To me, no. The IS 500 F SPORT Performance formula delivers what is probably Lexus’ overall best driving car – even edging out the GS F – and that’s because they used their best hardware to build it. As the curtain closes on cars like this and Lexus’ first chapter of F — or the 5.0L V8 — comes to a close, there is simply no better sendoff.
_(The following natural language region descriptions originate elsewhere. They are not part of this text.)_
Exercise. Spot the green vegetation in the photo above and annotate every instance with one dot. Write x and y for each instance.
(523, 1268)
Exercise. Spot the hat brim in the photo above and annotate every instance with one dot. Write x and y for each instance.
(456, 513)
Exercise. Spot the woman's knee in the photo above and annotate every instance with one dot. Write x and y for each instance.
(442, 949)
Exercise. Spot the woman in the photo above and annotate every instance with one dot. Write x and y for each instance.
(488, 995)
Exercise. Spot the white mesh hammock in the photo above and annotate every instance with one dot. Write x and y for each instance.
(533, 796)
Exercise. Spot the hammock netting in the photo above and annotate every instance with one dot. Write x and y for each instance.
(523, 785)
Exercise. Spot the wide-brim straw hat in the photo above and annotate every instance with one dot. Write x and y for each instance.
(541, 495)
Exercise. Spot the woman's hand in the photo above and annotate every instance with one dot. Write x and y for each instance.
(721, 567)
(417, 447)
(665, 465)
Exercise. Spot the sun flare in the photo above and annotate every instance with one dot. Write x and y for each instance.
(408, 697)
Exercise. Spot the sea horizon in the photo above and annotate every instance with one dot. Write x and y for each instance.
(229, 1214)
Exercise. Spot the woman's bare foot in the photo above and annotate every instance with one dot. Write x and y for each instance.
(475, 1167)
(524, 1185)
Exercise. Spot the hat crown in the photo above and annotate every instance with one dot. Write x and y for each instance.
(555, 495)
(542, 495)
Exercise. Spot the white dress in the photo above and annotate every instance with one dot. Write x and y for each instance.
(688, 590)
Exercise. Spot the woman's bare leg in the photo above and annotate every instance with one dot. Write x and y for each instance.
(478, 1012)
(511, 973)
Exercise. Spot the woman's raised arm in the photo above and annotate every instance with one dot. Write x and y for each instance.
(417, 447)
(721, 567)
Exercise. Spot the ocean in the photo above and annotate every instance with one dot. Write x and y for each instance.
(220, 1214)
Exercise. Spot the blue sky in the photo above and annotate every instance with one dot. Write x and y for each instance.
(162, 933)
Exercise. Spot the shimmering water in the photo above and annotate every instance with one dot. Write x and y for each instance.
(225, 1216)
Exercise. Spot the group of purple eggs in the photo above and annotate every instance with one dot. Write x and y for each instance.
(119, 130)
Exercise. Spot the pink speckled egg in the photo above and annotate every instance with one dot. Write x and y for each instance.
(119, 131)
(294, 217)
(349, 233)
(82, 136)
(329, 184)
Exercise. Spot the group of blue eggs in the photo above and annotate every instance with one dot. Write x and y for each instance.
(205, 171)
- Balance, poise, agility, luxury and a naturally aspirated V8 in one well-rounded package
- Understated sleeper status, but with thoughtful details that distinguish it from the standard IS
- The lowest cost of entry for Lexus’ 5.0L V8 – and possibly the best package for it
- Exterior design
- Unbeatable value
- Impressive highway fuel economy
- Apple CarPlay can be non-responsive or laggy
- Some new interior and exterior colors over the rest of the IS range would be welcome additions
2022 Lexus IS 500 F SPORT Performance
Exterior: Cloudburst Gray
Interior: Circuit Red Nuluxe with Geometric Trim
Options: Premium Paint Charge: $500
Price as tested including delivery, processing and handling ($1,075): $62,575.